Is it possible to question tax officers working for the tax authorities, the Fiscal Intelligence and Investigation Service (FIOD) or public prosecutors as witnesses in a civil provisional examination of witnesses? This issue arose in the case of an asset manager who – as a result of a false letter from a former employee – ended up in a criminal investigation. The Dutch State was opposed to the witness examination but has been given the brush-off for the time being.
What preceded this
In the Hertoghs Considers of 7 October 2018, we paid attention to the decision from the Supreme Court (civil chamber) that related to the interrogation of a number of tax officers, FIOD officers and public prosecutors in a provisional examination of witnesses while at the same time there was a criminal investigation. The Supreme Court considered that the mere circumstance that in the provisional examination of a witness the same questions were to be raised or the same facts were to be investigated as in another lawsuit – in this case in the criminal court – did not constitute grounds for rejecting a request to hold a provisional examination of a witness. The Supreme Court added that grounds could exist for limiting the possibility of a provisional examination of a witness if it were plausible that the specified circumstance – asking the same questions – would actually lead to a disruption of the criminal investigation. According to the Supreme Court, the interest involved in the criminal investigation could very well be so substantial that the interest of the provisional examination of a witness should yield ‘as long as this substantial interest requires that’. With this last addition, the Supreme Court clarified that if a possible substantial interest is in conflict with a provisional examination of a witness, this will not be for all eternity. The question in the aforementioned issue of Hertoghs Considers was whether the Supreme Court decision was as groundbreaking as was alleged in the media.
Request provisional examination of a witness exclusively to obtain evidence in a criminal case?
After referral of the case to the Arnhem-Leeuwarden Court of Appeal, a decision was given on 30 January 2019. The court cited a few grounds from the Supreme Court, among which a remark from the Supreme Court that a request for a provisional examination of a witness is rejected if that examination is requested exclusively to obtain evidence in the criminal proceeding. The court then applied this test and judged that it was insufficiently plausible that the provisional examination of a witness was requested exclusively (italicised by the court) to obtain evidence for the criminal proceeding. The court came to this conclusion on the grounds of the claimant’s statements in his application for a provisional examination of a witness. This hurdle seemed relatively easy to take. If there are sufficient facts in the application pointing to an independent interest in a provisional examination of a witness, the court will not easily come to the conclusion that the application was made exclusively to obtain evidence in an adjoining criminal case. This must be regarded as a positive development.

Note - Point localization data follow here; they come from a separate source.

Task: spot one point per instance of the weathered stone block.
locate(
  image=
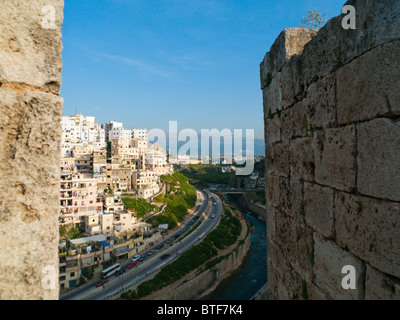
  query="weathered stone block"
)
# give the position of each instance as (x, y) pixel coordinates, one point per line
(321, 55)
(379, 158)
(335, 158)
(315, 293)
(320, 103)
(329, 262)
(379, 286)
(301, 258)
(302, 162)
(318, 203)
(291, 82)
(272, 190)
(290, 42)
(272, 96)
(369, 229)
(29, 53)
(272, 130)
(377, 23)
(270, 221)
(295, 198)
(30, 139)
(294, 122)
(369, 86)
(279, 160)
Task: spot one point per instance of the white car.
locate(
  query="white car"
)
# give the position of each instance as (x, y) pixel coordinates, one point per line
(136, 258)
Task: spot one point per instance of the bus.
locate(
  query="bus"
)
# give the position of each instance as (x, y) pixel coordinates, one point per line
(106, 273)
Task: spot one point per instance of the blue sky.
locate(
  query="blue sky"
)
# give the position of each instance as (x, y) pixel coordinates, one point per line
(146, 62)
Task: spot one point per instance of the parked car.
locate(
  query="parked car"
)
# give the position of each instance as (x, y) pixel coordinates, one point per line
(136, 258)
(101, 283)
(142, 258)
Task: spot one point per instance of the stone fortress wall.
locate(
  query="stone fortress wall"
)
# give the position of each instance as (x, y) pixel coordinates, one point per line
(30, 137)
(332, 128)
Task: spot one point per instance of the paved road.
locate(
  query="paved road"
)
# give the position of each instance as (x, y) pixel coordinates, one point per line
(153, 263)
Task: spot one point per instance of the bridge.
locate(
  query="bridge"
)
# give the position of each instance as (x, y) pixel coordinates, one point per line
(238, 190)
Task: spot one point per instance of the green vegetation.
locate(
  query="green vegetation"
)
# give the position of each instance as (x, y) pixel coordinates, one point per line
(141, 206)
(70, 232)
(202, 175)
(227, 231)
(314, 20)
(183, 198)
(223, 236)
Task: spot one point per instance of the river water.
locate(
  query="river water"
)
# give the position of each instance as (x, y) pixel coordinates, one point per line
(252, 274)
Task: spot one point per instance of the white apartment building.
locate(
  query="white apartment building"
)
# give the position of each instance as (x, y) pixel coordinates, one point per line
(119, 133)
(139, 134)
(145, 183)
(80, 130)
(156, 160)
(78, 197)
(109, 126)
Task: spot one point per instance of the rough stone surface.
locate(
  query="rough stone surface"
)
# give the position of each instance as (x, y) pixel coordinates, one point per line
(29, 53)
(329, 262)
(273, 130)
(318, 204)
(302, 162)
(320, 103)
(379, 158)
(30, 137)
(376, 91)
(335, 158)
(369, 228)
(379, 286)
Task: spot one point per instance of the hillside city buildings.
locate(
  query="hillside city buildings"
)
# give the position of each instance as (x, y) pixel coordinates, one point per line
(98, 164)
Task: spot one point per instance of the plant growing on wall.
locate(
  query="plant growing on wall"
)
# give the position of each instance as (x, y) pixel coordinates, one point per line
(314, 20)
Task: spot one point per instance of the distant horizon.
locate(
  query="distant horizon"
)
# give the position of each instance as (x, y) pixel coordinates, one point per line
(197, 62)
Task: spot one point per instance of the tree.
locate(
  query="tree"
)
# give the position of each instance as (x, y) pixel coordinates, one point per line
(314, 20)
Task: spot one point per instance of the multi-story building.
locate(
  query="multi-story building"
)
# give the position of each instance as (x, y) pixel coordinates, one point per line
(109, 126)
(139, 134)
(146, 183)
(119, 133)
(78, 198)
(156, 160)
(100, 167)
(80, 130)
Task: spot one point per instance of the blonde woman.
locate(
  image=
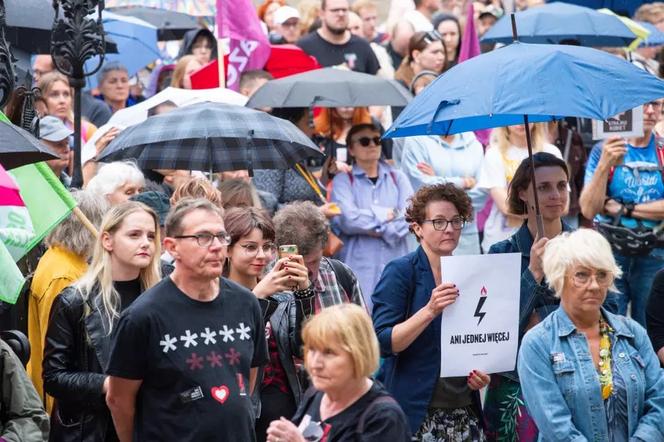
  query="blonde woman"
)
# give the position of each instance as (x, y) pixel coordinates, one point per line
(345, 404)
(124, 264)
(508, 148)
(58, 97)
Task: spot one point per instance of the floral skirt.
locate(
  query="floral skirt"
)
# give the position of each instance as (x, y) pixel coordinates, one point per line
(450, 425)
(505, 416)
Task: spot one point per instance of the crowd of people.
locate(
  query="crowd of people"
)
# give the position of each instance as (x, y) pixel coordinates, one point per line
(304, 304)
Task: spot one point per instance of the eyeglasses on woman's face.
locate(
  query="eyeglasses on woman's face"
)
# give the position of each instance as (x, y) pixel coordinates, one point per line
(583, 277)
(205, 239)
(366, 141)
(457, 223)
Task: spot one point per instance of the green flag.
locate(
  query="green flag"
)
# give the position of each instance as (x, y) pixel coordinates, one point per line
(47, 200)
(11, 280)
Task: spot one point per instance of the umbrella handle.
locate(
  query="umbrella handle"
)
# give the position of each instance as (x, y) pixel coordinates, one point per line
(538, 214)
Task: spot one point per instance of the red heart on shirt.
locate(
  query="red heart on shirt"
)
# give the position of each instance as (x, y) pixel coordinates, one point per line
(220, 394)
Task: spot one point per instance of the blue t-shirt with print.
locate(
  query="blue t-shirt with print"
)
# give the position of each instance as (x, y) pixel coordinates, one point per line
(637, 180)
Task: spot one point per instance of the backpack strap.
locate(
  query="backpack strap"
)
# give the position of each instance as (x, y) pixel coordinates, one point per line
(393, 174)
(346, 280)
(365, 414)
(659, 151)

Does an application for a provisional examination of a witness lead to an actual disruption of the criminal case?
But this was only the first hurdle. In line with the referral decision from the Supreme Court, the court also had to answer the question whether examining the witnesses would lead to an actual disruption of the criminal proceeding. However, the court was unable to establish this, since the public prosecutor on duty could not provide specific information on the criminal investigation.
Tax officers and public prosecutors can be interrogated as witnesses
In this specific case it meant that tax officers working for the tax authorities, the FIOD and also public prosecutors could be interrogated. The court also added that – in line with the decision from the Supreme Court – courts that interrogate witnesses can also still decide for themselves to prevent certain questions from being asked. Whether this will be the case, depends very much on the wording of the questions put to the witnesses.
An interesting new dimension
The case law we have discussed offers interesting possibilities to examine tax fraud officers and public prosecutors as witnesses because there are more options than had been thought in the past. This means boundaries have not only been explored, but also extended. We will undoubtedly hear more on this subject.